As mudanças nas relações econômicas e de previdência também irão alterar o padrão de consumo no Brasil nos próximos anos.
Nos últimos dois anos, o Brasil passou por grandes transformações econômicas que ainda irão gerar efeitos por um bom tempo. E olha que não estamos falando (somente) da crise. Claro, a recessão que teve início em 2016 acelerou as mudanças na forma com que o país regula as relações de trabalho, de capitais e, mais recentemente, as de previdência. E muito das decisões tomadas recentemente estão influenciando, para o bem ou não, na tentativa de se retomar o consumo, e de fazer com que o Produto Interno Bruto (PIB) brasileiro volte a crescer consistentemente.
A grande questão é que algumas regras foram mudadas durante a crise, e a expectativa daqueles que atuam (e também os que torcem) pela recuperação, ainda segue o padrão com as regras antigas. Vejamos o caso de duas reportagens publicadas nesta edição, ambas na editoria de Economia. A Boa Vista SCPC, empresa que concentra grande parte dos registros de proteção ao crédito do Brasil, informou ao Correio do Estado que o índice de recuperação de crédito está em queda, assim como a inadimplência. A causa do primeiro, conforme será detalhado adiante, é que os endividados tem enfrentado dificuldades para pagar seus compromissos, e o motivo do segundo, é o reflexo da outra: quem não tem dívida, está pensando duas vezes antes de consumir - sobretudo à prazo - e ficar endividado novamente.
A segunda reportagem, mostra que tem aumentado a demanda de trabalhos executados por hora ou por dia, o que na nova legislação trabalhista é chamado de contrato de trabalho intermitente. Em um universo de grande desemprego, ainda que a remuneração desta modalidade de trabalho possa não alcançar a mesma do trabalho fixo, ela é importante porque trata-se de uma ocupação.
A mais recente das mudanças, que ainda precisa ser aprovada pelo Senado para ser promulgada, é a Proposta de Emenda Constitucional da Reforma da Previdência. Ela acompanha este mesmo dinamismo que passou a vigorar com a alteração em outras estruturas legislativas, e em sua essência, alivia a carga do governo sobre o pagamento de alguns benefícios sociais, e por outro, abre espaço para se repensar muitas contribuições previdenciárias que oneram a folha de pagamento dos trabalhos formais.

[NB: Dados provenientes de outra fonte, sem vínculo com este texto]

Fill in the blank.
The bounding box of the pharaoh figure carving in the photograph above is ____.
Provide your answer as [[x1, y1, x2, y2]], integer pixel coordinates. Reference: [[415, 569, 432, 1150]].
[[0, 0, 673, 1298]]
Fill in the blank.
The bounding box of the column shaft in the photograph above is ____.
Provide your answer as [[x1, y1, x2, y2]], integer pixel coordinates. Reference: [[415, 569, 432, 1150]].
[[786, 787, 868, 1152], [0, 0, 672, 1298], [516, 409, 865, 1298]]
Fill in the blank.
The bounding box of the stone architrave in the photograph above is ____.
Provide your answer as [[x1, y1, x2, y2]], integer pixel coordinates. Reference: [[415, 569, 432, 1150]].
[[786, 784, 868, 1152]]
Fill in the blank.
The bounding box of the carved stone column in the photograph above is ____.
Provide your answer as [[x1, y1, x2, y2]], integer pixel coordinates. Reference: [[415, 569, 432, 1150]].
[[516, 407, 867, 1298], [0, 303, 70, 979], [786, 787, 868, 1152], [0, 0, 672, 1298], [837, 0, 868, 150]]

Por isso, com um compartilhamento maior dos riscos das atividades econômicas entre todos os setores e relações menos duradouras e perenes, como no trabalho intermitente, é natural que, aos poucos, o padrão de consumo no Brasil fique similar ao de outros países, como alguns europeus, Estados Unidos e México, por exemplo. Por lá, muitos trabalham por dia, por hora ou por ano, e costumam consumir - sobretudo no pequeno varejo - à vista, e não por meio de crediário ou compras parceladas. O termômetro do SCPC certamente, está captando esta mudança por aqui.